For companies listed in the United States, Securities and Exchange Commission (SEC) guidelines (https://www.sec.gov/rules/final/2009/33-8995fr.pdf) also provide guidelines for when Impairments must be reported. The SEC rules provide for little discretion by the evaluator in forecasting the pricing and technologies that can be applied and the categorization of reserves that may be considered.
Spring 2015: We “Wait” Four months into the price decline and no-one was really sure how low the oil price would go or how long it would stay low. Lenders used their discretion to avoid significant redeterminations. Companies, following SEC guidelines requiring the use of 12-month historical average price (counter-intuitively, at December 31, 2014 it was actually very close to US$ 100 per barrel), avoided declaring impairments. The Bid/Ask spread began to widen and M&A deal flow slowed.
Fall 2015: We “See” Prices had fallen below half of the prior year level and, following the false dawn in the middle of the year, many now forecast that prices will remain low for 2-5 years. Although reluctant to force restructuring, lenders could no longer avoid redeterminations and it is reported that the borrowing bases of up to 75% of all E&P companies were negatively affected . Similarly, with the 12-month historical price now at a much lower level at around US$60 per barrel, third quarter 2015 impairments increased 79% compared to second quarter 2015 . Many E&P stock prices fell precipitously. The Bid/Ask spread remained wide, but distressed asset sales began to occur.
Spring 2016: And Then What?
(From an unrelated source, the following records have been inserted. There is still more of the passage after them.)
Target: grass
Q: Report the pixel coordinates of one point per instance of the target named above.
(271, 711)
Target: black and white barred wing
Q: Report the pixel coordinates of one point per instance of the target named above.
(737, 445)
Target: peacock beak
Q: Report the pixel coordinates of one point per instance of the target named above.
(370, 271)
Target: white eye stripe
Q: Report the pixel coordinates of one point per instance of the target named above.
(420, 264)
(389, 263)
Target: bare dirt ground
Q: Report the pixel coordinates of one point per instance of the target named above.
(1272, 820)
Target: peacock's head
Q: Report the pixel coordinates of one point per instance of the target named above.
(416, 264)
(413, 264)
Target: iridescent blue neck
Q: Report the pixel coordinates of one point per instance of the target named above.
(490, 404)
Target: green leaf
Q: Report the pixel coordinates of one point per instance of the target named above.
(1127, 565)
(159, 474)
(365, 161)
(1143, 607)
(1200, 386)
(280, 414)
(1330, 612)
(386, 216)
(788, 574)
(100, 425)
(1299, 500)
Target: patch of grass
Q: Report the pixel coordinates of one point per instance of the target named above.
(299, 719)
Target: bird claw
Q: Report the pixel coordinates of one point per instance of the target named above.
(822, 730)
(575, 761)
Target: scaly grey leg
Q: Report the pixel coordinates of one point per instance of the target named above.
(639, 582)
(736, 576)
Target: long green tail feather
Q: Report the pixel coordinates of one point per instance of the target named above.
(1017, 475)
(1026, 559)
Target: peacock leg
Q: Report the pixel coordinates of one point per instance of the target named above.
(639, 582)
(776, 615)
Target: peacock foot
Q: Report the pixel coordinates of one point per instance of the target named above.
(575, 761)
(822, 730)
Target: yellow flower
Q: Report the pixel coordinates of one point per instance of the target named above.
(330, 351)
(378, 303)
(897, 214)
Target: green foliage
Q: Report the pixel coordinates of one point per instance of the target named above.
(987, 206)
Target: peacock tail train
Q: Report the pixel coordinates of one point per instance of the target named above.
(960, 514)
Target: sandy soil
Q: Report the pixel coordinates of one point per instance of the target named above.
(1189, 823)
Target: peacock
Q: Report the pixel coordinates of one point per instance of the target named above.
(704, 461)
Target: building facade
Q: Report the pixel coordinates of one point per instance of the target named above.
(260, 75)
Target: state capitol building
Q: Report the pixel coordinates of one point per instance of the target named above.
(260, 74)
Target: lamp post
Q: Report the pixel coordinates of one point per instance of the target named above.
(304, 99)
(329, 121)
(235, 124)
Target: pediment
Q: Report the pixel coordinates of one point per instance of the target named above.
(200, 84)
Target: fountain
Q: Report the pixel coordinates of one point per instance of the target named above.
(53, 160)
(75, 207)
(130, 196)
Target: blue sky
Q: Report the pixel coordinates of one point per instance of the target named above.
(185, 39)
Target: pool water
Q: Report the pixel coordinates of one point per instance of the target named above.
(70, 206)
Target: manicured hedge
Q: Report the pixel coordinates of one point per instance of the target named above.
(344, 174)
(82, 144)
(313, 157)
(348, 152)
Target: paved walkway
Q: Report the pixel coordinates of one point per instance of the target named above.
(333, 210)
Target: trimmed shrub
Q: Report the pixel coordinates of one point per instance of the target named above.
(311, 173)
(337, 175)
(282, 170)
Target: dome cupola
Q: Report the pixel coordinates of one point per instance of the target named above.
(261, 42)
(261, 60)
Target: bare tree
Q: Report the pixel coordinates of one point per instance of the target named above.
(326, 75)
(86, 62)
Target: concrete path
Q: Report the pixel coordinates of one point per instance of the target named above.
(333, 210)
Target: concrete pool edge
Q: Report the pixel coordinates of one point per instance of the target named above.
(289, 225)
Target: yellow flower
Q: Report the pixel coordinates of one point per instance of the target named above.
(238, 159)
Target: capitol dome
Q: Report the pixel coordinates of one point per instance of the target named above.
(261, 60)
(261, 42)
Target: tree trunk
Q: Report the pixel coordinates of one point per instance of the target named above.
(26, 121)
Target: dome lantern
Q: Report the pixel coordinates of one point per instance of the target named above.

We know activity levels will be low. Most 2016 budgets have already been set below 2015’s depressed levels. The SEC WTI mandated oil price will be around US$50 per barrel; potentially quite a ray of sunshine at a time when the price has just fallen through US$40 per barrel, and may yet test further lows in the coming weeks. However, while the higher price may help color the economics, a company must still maintain its activity plans in the face of lower realized prices and corporate cash flow constraints if it wishes to book the volumes as reserves.
In the face of all this, will the freeze that has limited M&A activity begin to thaw as companies seek to realize cash flow other than from production? GCA believes it will.
GCA’s unconventional play database and modeling reveals significant economic differences between Operators and fairways within plays. For example, the model indicates that at a $40 per barrel oil price, only two out of the ten major operators in the Eagle Ford are making a profit on their average new drill wells. The majority of the Eagle Ford producers need a WTI price over $50 per barrel to breakeven at current drilling program costs, and for every above-average well there is a below-average well that requires a higher price still to recover its costs.
Q1 2016 Redeterminations and Impairments are likely to further weaken the borrowing bases of companies and their ability to raise capital for future drilling; and this time, lenders will be more inclined to also press for restructuring and asset sales to improve balance sheets. GCA expects the Bid/Ask spread to narrow as companies face the reality of a prolonged period of low prices; and private equity, which previously supported drilling programs, will increasingly be deployed for predatory acquisitions.